- The paper introduces GeT-USE, a framework that learns generalized tool usage through simulated embodiment extensions to enhance bimanual manipulation.
- It leverages a dual-phase process: first, it builds tools in simulation via reinforcement learning, then distills vision-based policies for real-world deployment.
- Experimental results show a 30-60% improvement over baselines, emphasizing the importance of 6-DOF control and robust tool selection in challenging tasks.
Introduction and Motivation
The paper introduces GeT-USE, a framework for learning generalized tool usage in bimanual mobile manipulation tasks by leveraging simulated embodiment extensions. The central premise is that robots can acquire versatile manipulation capabilities by first exploring and learning to extend their own embodiment in simulation, and then transferring the learned geometric and control strategies to real-world visuomotor policies. This approach addresses the limitations of prior work, which typically assumes the presence of a single, ideal tool and does not generalize to scenarios where the optimal tool is absent or multiple objects are available.
Figure 1: GeT-USE enables a TIAGo robot to solve bimanual mobile manipulation tasks by learning in simulation to build tools and transferring the strategy to real-world vision-based modules.
Framework Overview
GeT-USE operates in two main phases:
- Simulated Embodiment Extension: The robot incrementally builds tools by appending small blocks to its wrists in simulation, guided by a reinforcement learning policy. The policy receives depth images and outputs the position and size of new blocks, terminating when a suitable tool is constructed. Success is determined by executing a predefined manipulation strategy using privileged information.
- Vision-Based Module Training and Sim2Real Transfer: The geometric and morphological properties of successful simulated tools are distilled into three vision-based modules:
- Generalized Tool Selector: Trained to rank real-world objects by their suitability for the task using depth images.
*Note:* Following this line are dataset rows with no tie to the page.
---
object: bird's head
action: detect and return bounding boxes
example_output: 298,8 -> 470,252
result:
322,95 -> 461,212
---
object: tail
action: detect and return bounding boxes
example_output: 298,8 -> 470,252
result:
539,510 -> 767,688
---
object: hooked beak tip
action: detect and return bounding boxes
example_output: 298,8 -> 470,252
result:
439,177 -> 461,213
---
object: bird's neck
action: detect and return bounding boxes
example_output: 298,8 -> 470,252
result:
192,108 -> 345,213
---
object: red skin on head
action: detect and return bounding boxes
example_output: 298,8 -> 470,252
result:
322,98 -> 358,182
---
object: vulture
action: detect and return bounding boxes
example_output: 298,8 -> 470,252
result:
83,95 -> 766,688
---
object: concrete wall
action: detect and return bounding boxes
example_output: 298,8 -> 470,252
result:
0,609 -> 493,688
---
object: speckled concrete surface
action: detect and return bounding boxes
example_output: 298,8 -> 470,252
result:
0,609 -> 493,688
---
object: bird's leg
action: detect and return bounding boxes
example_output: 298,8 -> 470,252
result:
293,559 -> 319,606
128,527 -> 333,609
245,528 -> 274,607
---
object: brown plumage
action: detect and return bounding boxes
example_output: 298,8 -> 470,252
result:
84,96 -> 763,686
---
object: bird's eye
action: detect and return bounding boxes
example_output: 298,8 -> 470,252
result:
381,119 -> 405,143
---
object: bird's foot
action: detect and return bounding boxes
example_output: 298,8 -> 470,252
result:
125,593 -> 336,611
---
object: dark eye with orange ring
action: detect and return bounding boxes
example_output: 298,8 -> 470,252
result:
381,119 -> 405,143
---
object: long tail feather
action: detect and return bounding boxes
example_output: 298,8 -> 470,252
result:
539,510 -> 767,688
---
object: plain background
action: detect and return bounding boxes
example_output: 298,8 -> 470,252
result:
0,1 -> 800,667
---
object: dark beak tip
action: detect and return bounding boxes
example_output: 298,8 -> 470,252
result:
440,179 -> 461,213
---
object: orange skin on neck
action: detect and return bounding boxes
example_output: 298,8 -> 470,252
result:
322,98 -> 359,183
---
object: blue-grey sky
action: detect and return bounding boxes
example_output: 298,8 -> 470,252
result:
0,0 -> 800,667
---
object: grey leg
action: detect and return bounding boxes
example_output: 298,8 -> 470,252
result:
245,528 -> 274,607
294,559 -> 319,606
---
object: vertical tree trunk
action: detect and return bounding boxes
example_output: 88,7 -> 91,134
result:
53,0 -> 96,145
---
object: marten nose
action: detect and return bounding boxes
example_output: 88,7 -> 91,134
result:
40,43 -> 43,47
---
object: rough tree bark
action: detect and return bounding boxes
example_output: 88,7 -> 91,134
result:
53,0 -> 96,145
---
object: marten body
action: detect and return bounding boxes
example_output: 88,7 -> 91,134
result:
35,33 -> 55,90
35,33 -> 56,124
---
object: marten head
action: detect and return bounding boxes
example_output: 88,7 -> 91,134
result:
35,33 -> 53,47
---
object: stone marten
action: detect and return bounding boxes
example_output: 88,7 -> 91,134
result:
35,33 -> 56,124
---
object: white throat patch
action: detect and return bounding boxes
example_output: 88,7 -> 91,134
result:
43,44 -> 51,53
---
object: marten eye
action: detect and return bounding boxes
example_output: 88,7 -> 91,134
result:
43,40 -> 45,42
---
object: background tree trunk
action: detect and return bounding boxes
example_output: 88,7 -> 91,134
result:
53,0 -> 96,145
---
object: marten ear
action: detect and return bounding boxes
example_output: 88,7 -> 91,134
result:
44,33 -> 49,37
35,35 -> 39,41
- Visuomotor Tool Grasping Policy: Learns to grasp selected objects using depth images and proprioception.
- Visuomotor Tool Manipulation Policy: Controls the robot to perform the task with the grasped tool.
Figure 2: The GeT-USE framework: training in simulation (top) and deployment in the real world (bottom), with modules for tool selection, grasping, and manipulation.
The tool-building policy, πgtb​, is trained via RL to explore the space of possible tool geometries by appending blocks to the robot's wrists. The action space includes both the relative position and size of each block. The policy is rewarded for constructing tools that enable successful task completion, as determined by downstream manipulation strategies. This process generates a diverse set of both optimal and suboptimal tool geometries, which are critical for training robust selection and manipulation modules.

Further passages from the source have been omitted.